Ah, right, userspace could theoretically check "== 1".  Blech.

> Turns out, I can't even find any evidence of the KVM_CAP_DISABLE_QUIRKS used
> by userspace. I spot checked QEMU, kvmtool,
> and a couple of the rusty ones.
> 
> The only other thing that comes to mind is it's a bit gross for userspace
> to do a graceful fallback if KVM_QUIRK_ENFORCE_QUIRKS isn't valid, since
> most userspace would just error out on -EINVAL. At least with a new cap
> userspace could follow a somewhat standardized way to discover if the
> kernel supports enforced quirks.

Yeah, a QUIRKS2 is probably easier for everyone.
diff mbox series

Patch

diff --git a/Documentation/virt/kvm/api.rst b/Documentation/virt/kvm/api.rst
index a4267104db50..bad9e54cbb68 100644
--- a/Documentation/virt/kvm/api.rst
+++ b/Documentation/virt/kvm/api.rst
@@ -6997,6 +6997,57 @@  indicated by the fd to the VM this is called on.
 This is intended to support intra-host migration of VMs between userspace VMMs,
 upgrading the VMM process without interrupting the guest.
 
+7.30 KVM_CAP_DISABLE_QUIRKS2
+----------------------------
+
+:Capability: KVM_CAP_DISABLE_QUIRKS2
+:Parameters: args[0] - set of KVM quirks to disable
+:Architectures: x86
+:Type: vm
+
+This capability, if enabled, will cause KVM to disable some behavior
+quirks.
+
+Calling KVM_CHECK_EXTENSION for this capability returns a bitmask of
+quirks that can be disabled in KVM.
+
+The argument to KVM_ENABLE_CAP for this capability is a bitmask of
+quirks to disable, and must be a subset of the bitmask returned by
+KVM_CHECK_EXTENSION.
+
+The valid bits in cap.args[0] are:
+
+=================================== ============================================
+ KVM_X86_QUIRK_LINT0_ENABLED        By default, the reset value for the LVT
+                                    LINT0 register is 0x700 (APIC_MODE_EXTINT).
+                                    When this quirk is disabled, the reset value
+                                    is 0x10000 (APIC_LVT_MASKED).
+
+ KVM_X86_QUIRK_CD_NW_CLEARED        By default, KVM clears CR0.CD and CR0.NW.
+                                    When this quirk is disabled, KVM does not
+                                    change the value of CR0.CD and CR0.NW.
+
+ KVM_X86_QUIRK_LAPIC_MMIO_HOLE      By default, the MMIO LAPIC interface is
+                                    available even when configured for x2APIC
+                                    mode.

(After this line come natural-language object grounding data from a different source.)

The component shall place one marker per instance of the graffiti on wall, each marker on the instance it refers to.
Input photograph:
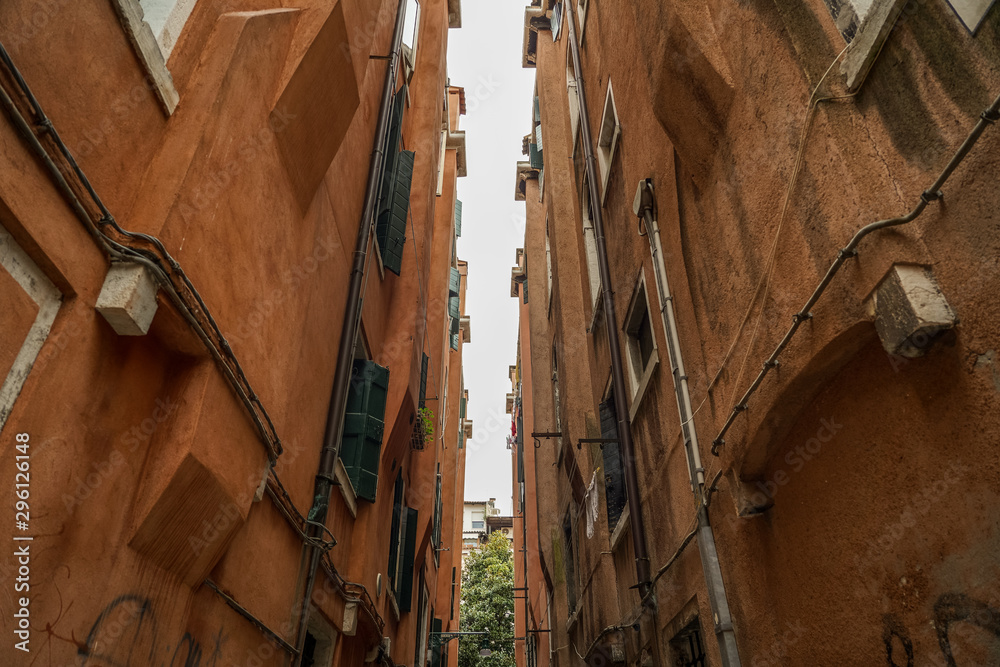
(125, 634)
(964, 626)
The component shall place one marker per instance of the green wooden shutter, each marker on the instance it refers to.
(397, 509)
(436, 645)
(535, 157)
(423, 380)
(437, 514)
(364, 425)
(404, 588)
(393, 138)
(390, 228)
(614, 479)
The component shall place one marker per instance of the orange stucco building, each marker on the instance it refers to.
(232, 332)
(757, 332)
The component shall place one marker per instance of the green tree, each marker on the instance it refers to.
(488, 604)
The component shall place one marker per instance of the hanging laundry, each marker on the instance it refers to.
(590, 500)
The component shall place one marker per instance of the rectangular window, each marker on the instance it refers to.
(614, 478)
(404, 584)
(363, 426)
(639, 342)
(394, 189)
(686, 648)
(607, 139)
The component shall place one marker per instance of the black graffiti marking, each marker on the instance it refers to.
(125, 613)
(893, 627)
(952, 607)
(126, 629)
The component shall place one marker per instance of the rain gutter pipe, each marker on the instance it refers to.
(325, 479)
(988, 117)
(611, 324)
(644, 207)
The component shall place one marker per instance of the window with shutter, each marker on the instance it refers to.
(423, 380)
(436, 533)
(404, 587)
(436, 646)
(614, 480)
(394, 532)
(364, 425)
(390, 228)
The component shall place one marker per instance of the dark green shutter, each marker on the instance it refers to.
(423, 380)
(614, 480)
(404, 588)
(364, 425)
(436, 645)
(535, 157)
(391, 226)
(393, 138)
(397, 509)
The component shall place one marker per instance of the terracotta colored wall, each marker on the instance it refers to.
(255, 185)
(869, 541)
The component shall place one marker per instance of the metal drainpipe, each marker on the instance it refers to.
(723, 621)
(611, 324)
(348, 334)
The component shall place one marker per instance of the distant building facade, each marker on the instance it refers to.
(186, 188)
(742, 437)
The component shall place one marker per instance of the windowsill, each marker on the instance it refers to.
(620, 528)
(654, 360)
(148, 50)
(346, 488)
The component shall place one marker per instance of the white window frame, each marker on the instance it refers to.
(574, 98)
(607, 139)
(639, 375)
(590, 244)
(411, 41)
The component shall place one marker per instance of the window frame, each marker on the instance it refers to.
(640, 377)
(609, 132)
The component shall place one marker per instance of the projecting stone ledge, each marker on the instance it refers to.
(910, 310)
(128, 299)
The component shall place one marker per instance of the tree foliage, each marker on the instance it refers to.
(488, 604)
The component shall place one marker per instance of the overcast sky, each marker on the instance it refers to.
(484, 57)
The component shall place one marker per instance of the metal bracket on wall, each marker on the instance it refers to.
(546, 435)
(601, 441)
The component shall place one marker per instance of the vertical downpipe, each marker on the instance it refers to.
(722, 619)
(348, 335)
(611, 324)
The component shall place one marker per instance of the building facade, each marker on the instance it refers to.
(757, 428)
(233, 332)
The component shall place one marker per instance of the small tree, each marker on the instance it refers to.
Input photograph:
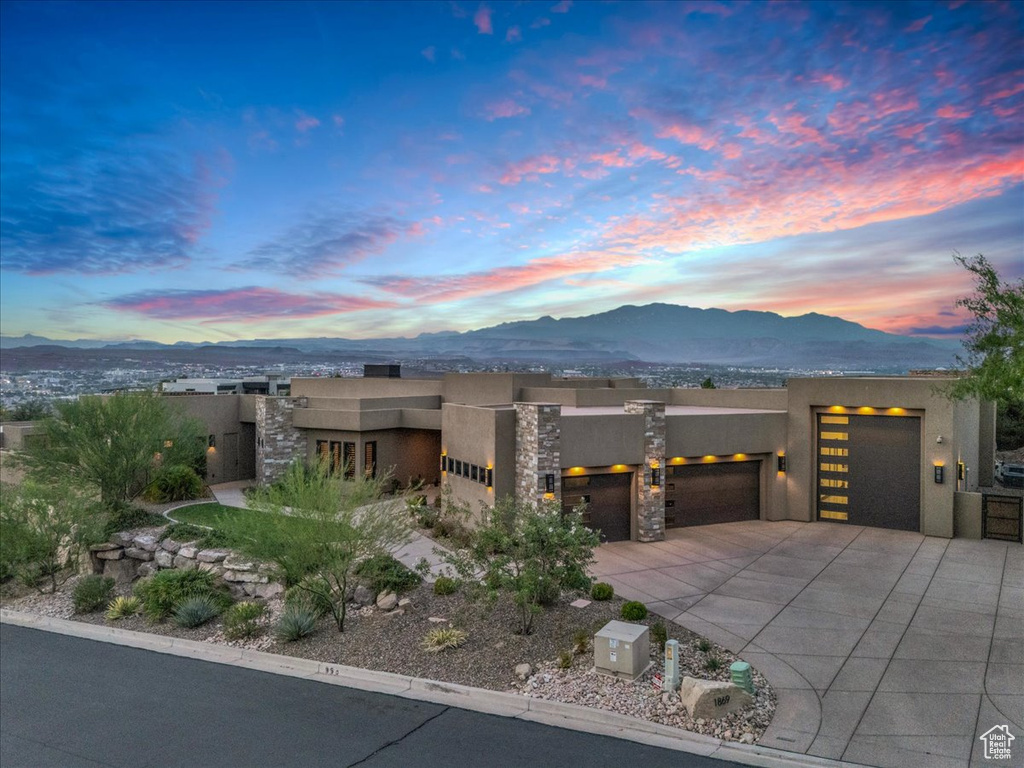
(44, 532)
(994, 342)
(343, 522)
(531, 552)
(112, 443)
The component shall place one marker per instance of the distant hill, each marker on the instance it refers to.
(653, 333)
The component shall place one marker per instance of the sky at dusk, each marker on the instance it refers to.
(206, 171)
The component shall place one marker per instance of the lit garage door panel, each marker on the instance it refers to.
(607, 498)
(706, 494)
(868, 470)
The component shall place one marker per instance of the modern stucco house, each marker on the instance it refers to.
(882, 452)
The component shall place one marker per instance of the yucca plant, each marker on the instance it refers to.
(443, 638)
(123, 607)
(196, 611)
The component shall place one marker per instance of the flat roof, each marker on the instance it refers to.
(669, 411)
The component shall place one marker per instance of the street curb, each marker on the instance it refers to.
(572, 717)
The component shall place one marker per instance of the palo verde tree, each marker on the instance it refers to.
(114, 443)
(994, 343)
(534, 552)
(317, 527)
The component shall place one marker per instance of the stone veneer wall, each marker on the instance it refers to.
(278, 442)
(650, 502)
(538, 449)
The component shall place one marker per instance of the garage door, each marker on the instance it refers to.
(607, 498)
(705, 494)
(868, 470)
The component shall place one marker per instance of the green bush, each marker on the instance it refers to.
(445, 586)
(294, 624)
(91, 592)
(162, 592)
(122, 607)
(659, 634)
(242, 620)
(634, 610)
(602, 591)
(196, 611)
(384, 573)
(125, 518)
(174, 483)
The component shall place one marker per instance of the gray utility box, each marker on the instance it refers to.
(622, 649)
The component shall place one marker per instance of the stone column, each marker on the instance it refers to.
(650, 502)
(538, 450)
(278, 441)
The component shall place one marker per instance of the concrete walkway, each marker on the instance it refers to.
(886, 647)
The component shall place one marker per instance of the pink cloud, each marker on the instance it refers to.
(504, 109)
(482, 20)
(240, 304)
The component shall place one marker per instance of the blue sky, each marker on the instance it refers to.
(192, 171)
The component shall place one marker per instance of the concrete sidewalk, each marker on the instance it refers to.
(886, 647)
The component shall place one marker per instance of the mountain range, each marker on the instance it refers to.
(653, 333)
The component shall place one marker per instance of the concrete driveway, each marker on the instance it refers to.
(886, 647)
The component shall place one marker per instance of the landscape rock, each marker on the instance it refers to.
(364, 595)
(146, 542)
(712, 699)
(163, 558)
(212, 555)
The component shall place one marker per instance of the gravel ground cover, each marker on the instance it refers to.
(391, 642)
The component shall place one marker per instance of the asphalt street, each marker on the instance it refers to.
(70, 702)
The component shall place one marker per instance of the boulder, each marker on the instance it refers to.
(212, 555)
(146, 542)
(712, 699)
(387, 600)
(163, 558)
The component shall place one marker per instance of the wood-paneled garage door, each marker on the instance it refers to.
(705, 494)
(868, 470)
(608, 503)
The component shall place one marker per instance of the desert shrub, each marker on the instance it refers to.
(123, 607)
(294, 624)
(242, 620)
(634, 610)
(91, 592)
(311, 594)
(659, 634)
(174, 483)
(196, 611)
(445, 586)
(443, 638)
(125, 518)
(385, 573)
(165, 590)
(602, 591)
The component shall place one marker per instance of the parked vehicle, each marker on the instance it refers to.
(1010, 475)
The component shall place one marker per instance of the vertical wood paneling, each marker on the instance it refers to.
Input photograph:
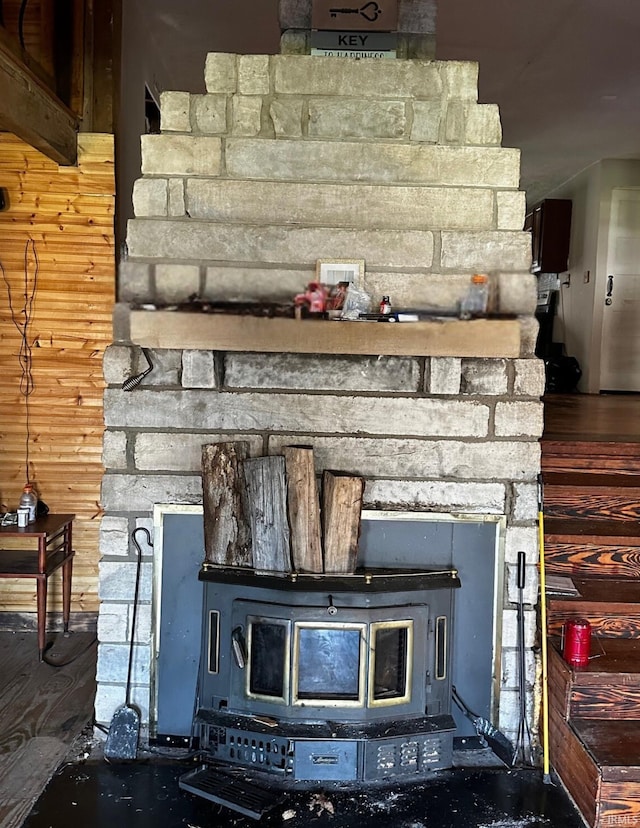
(67, 212)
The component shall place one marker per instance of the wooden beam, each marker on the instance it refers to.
(218, 332)
(31, 111)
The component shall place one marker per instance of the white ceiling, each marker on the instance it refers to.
(565, 73)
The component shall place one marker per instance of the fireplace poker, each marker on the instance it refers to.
(124, 732)
(524, 733)
(543, 625)
(496, 740)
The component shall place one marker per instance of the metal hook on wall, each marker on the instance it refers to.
(134, 382)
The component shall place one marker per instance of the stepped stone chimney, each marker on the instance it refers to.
(285, 160)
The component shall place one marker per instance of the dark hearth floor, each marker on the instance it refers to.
(145, 793)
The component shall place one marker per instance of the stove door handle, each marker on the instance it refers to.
(238, 647)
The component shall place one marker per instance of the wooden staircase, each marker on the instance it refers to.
(592, 535)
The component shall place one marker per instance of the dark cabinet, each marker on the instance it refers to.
(550, 227)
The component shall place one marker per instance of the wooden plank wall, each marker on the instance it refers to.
(65, 217)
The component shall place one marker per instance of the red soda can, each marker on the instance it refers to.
(577, 642)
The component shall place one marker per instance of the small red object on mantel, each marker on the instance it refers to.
(577, 642)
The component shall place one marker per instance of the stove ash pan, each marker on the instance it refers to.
(324, 678)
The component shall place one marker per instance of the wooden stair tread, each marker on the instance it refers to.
(590, 443)
(616, 659)
(602, 532)
(613, 745)
(595, 479)
(608, 590)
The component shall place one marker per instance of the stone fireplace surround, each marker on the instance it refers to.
(284, 160)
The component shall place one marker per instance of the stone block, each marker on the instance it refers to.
(295, 42)
(483, 127)
(521, 538)
(142, 631)
(432, 290)
(529, 378)
(427, 116)
(175, 112)
(116, 364)
(420, 459)
(180, 451)
(328, 373)
(121, 320)
(315, 75)
(455, 122)
(525, 506)
(246, 115)
(209, 113)
(211, 411)
(150, 197)
(117, 581)
(220, 72)
(176, 282)
(484, 377)
(113, 623)
(258, 284)
(114, 536)
(181, 155)
(198, 369)
(519, 419)
(167, 365)
(253, 74)
(348, 118)
(518, 292)
(113, 663)
(436, 495)
(511, 205)
(370, 207)
(510, 628)
(416, 46)
(509, 714)
(294, 14)
(481, 252)
(111, 696)
(530, 591)
(286, 117)
(459, 79)
(277, 245)
(138, 493)
(417, 16)
(444, 375)
(511, 666)
(114, 450)
(374, 163)
(176, 197)
(528, 336)
(134, 281)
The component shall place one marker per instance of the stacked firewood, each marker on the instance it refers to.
(264, 512)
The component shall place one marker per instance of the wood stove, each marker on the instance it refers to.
(310, 680)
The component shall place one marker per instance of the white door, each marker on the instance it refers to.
(620, 354)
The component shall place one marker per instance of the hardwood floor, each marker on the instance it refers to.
(44, 709)
(591, 417)
(591, 475)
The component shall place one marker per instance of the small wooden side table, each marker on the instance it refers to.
(54, 550)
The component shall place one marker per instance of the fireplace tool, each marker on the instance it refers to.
(496, 740)
(524, 733)
(124, 732)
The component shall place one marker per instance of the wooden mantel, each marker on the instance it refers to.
(220, 332)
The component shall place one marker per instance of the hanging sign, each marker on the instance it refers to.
(360, 16)
(354, 44)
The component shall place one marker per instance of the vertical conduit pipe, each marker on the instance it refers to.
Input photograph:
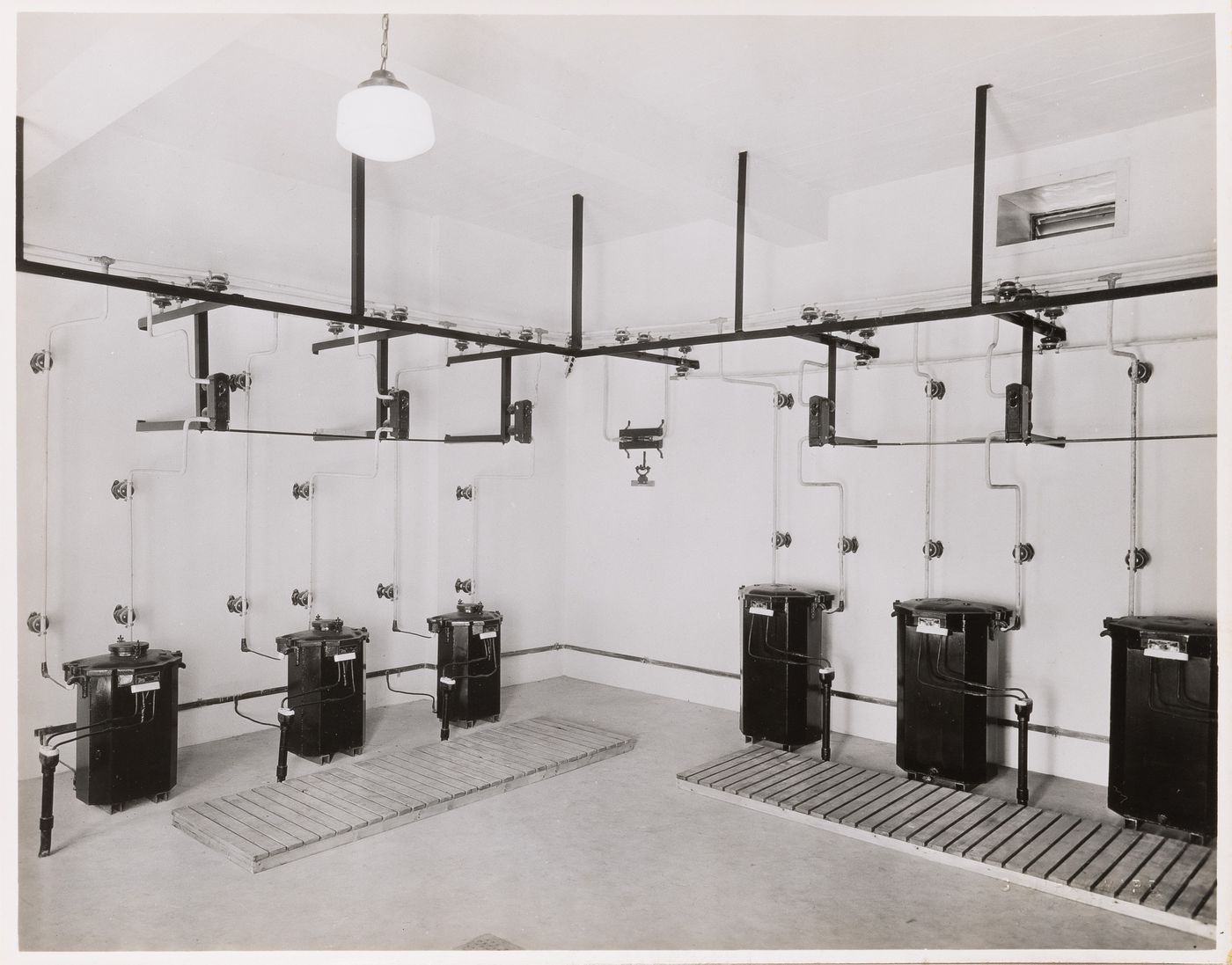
(132, 475)
(840, 601)
(312, 512)
(928, 459)
(1133, 450)
(1018, 521)
(774, 459)
(45, 620)
(248, 485)
(474, 495)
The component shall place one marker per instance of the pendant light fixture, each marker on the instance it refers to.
(382, 120)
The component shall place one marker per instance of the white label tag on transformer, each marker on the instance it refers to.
(1164, 649)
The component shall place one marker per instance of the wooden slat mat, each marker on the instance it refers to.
(1135, 873)
(276, 823)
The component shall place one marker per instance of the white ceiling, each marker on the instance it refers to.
(643, 116)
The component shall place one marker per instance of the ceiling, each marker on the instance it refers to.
(642, 114)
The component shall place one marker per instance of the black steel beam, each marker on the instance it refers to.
(847, 345)
(742, 169)
(576, 280)
(174, 314)
(378, 336)
(977, 196)
(911, 318)
(357, 234)
(1040, 326)
(201, 358)
(487, 356)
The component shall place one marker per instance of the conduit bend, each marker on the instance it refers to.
(132, 491)
(48, 360)
(248, 486)
(774, 458)
(1135, 364)
(1016, 620)
(312, 512)
(840, 598)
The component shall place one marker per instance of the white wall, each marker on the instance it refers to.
(188, 532)
(656, 573)
(576, 554)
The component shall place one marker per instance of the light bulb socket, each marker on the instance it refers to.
(382, 77)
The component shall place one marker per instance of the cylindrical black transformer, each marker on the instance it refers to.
(468, 653)
(128, 699)
(1162, 733)
(326, 690)
(942, 666)
(780, 655)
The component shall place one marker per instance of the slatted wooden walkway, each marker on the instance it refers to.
(1135, 873)
(276, 823)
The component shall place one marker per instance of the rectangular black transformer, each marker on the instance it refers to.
(129, 699)
(780, 654)
(1162, 730)
(942, 651)
(468, 653)
(326, 690)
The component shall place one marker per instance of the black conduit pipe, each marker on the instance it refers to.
(48, 757)
(285, 717)
(827, 675)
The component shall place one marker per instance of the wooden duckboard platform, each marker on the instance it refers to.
(276, 823)
(1143, 875)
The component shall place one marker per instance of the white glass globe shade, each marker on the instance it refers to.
(385, 122)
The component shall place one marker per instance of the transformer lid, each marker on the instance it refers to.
(946, 606)
(323, 631)
(123, 654)
(784, 589)
(1176, 625)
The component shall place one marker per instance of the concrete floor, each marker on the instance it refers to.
(612, 856)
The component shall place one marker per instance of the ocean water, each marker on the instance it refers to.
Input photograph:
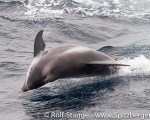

When this quirk is disabled, KVM
+                                    disables the MMIO LAPIC interface if the
+                                    LAPIC is in x2APIC mode.
+
+ KVM_X86_QUIRK_OUT_7E_INC_RIP       By default, KVM pre-increments %rip before
+                                    exiting to userspace for an OUT instruction
+                                    to port 0x7e. When this quirk is disabled,
+                                    KVM does not pre-increment %rip before
+                                    exiting to userspace.
+
+ KVM_X86_QUIRK_MISC_ENABLE_NO_MWAIT When this quirk is disabled, KVM sets
+                                    CPUID.01H:ECX[bit 3] (MONITOR/MWAIT) if
+                                    IA32_MISC_ENABLE[bit 18] (MWAIT) is set.
+                                    Additionally, when this quirk is disabled,
+                                    KVM clears CPUID.01H:ECX[bit 3] if
+                                    IA32_MISC_ENABLE[bit 18] is cleared.
+=================================== ============================================
+
+
 8. Other capabilities.
 ======================
 
diff --git a/arch/x86/include/asm/kvm_host.h b/arch/x86/include/asm/kvm_host.h
index 6dcccb304775..4f01eb977338 100644
--- a/arch/x86/include/asm/kvm_host.h
+++ b/arch/x86/include/asm/kvm_host.h
@@ -1955,4 +1955,11 @@  int memslot_rmap_alloc(struct kvm_memory_slot *slot, unsigned long npages);
 #define KVM_CLOCK_VALID_FLAGS						\
 	(KVM_CLOCK_TSC_STABLE | KVM_CLOCK_REALTIME | KVM_CLOCK_HOST_TSC)
 
+#define KVM_X86_VALID_QUIRKS			\
+	(KVM_X86_QUIRK_LINT0_REENABLED |	\
+	 KVM_X86_QUIRK_CD_NW_CLEARED |		\
+	 KVM_X86_QUIRK_LAPIC_MMIO_HOLE |	\
+	 KVM_X86_QUIRK_OUT_7E_INC_RIP |		\
+	 KVM_X86_QUIRK_MISC_ENABLE_NO_MWAIT)
+
 #endif /* _ASM_X86_KVM_HOST_H */
diff --git a/arch/x86/kvm/x86.c b/arch/x86/kvm/x86.c
index 641044db415d..e5227aca9e7e 100644
--- a/arch/x86/kvm/x86.c
+++ b/arch/x86/kvm/x86.c
@@ -4331,6 +4331,9 @@  int kvm_vm_ioctl_check_extension(struct kvm *kvm, long ext)
 			r = sizeof(struct kvm_xsave);
 		break;
 	}
+	case KVM_CAP_DISABLE_QUIRKS2:
+		r = KVM_X86_VALID_QUIRKS;
+		break;
 	default:
 		break;
 	}
@@ -5877,6 +5880,11 @@  int kvm_vm_ioctl_enable_cap(struct kvm *kvm,
 		return -EINVAL;
 
 	switch (cap->cap) {
+	case KVM_CAP_DISABLE_QUIRKS2:
+		r = -EINVAL;
+		if (cap->args[0] & ~KVM_X86_VALID_QUIRKS)
+			break;
+		fallthrough;
 	case KVM_CAP_DISABLE_QUIRKS:
 		kvm->arch.disabled_quirks = cap->args[0];
 		r = 0;
diff --git a/include/uapi/linux/kvm.h b/include/uapi/linux/kvm.h
index 5191b57e1562..9f7410496b36 100644
--- a/include/uapi/linux/kvm.h
+++ b/include/uapi/linux/kvm.h
@@ -1134,6 +1134,7 @@  struct kvm_ppc_resize_hpt {
 #define KVM_CAP_VM_GPA_BITS 207
 #define KVM_CAP_XSAVE2 208
 #define KVM_CAP_SYS_ATTRIBUTES 209
+#define KVM_CAP_DISABLE_QUIRKS2 210
 
 #ifdef KVM_CAP_IRQ_ROUTING